Dalam pidato tentang ekstremisme bulan lalu Sajid Javid, yang saat itu masih menjadi menteri dalam negeri Inggris, terdengar nada kerendahan hati yang tidak diperhatikan: “Tentu saja Anda tidak boleh menangkap semua orang dengan pandangan mencurigakan. Saya tidak akan menjadi polisi pikiran; orang berhak untuk memegang dan mengekspresikan pandangan mereka sendiri.
Kata-kata Mr Javid mungkin bukan dari seorang libertarian tetapi mereka mencerminkan debat internal dalam pendirian Inggris, yang melibatkan ahli hukum dan polisi serta pegawai negeri dan menteri, tentang bagaimana ide-ide ekstremis, baik yang diilhami oleh agama atau sebaliknya, dapat menjadi yang terbaik. dilawan.

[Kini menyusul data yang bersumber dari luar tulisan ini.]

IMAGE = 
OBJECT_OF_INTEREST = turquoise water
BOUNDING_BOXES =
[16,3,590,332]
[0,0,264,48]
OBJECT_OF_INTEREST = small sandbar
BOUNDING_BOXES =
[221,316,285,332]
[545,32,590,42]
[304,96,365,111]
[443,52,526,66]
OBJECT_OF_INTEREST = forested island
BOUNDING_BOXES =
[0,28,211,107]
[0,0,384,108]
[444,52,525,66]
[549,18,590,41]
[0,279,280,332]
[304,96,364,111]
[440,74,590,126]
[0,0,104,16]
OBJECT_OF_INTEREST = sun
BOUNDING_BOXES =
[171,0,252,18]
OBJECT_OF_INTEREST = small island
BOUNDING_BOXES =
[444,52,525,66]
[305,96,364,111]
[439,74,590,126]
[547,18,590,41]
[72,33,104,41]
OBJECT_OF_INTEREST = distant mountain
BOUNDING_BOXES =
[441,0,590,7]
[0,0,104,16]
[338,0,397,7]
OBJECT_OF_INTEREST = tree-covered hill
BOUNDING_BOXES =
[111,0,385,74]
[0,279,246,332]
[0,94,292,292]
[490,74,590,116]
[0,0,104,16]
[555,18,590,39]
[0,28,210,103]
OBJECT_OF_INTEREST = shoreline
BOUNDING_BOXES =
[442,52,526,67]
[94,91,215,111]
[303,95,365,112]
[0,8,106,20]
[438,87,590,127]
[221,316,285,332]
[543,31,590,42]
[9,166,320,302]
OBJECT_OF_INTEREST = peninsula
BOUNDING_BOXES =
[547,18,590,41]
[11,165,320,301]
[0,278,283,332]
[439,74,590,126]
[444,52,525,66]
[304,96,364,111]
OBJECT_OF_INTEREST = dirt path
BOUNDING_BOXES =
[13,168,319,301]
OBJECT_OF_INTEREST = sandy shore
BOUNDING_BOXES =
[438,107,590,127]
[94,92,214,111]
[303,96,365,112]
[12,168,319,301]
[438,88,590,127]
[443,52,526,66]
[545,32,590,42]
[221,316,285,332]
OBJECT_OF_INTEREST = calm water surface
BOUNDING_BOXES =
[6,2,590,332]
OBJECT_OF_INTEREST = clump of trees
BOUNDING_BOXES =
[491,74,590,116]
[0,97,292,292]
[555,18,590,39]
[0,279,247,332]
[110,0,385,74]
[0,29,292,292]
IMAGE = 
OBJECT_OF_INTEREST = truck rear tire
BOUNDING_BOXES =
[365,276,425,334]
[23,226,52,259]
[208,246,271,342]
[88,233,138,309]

Melarang dan menghukum yang dianggap ekstremis, tanpa adanya ancaman yang jelas untuk menyakiti orang lain, tampaknya bukan cara terbaik, setidaknya untuk negara yang bangga membiarkan orang fanatik bersuara di jalan tentang surga, neraka, dan takdir manusia. . Tatanan politik Inggris yang tidak tertulis, seperti dicatat oleh penulis George Orwell, selalu menyukai keeksentrikan; di banyak negara demokrasi lainnya, hak konstitusional formal atas kebebasan berbicara mencerminkan perjuangan panjang melawan otoritarianisme dan teokrasi. Menghilangkan jejak teokrasi itu, berupa undang-undang penistaan agama, bukan berarti kebebasan itu aman.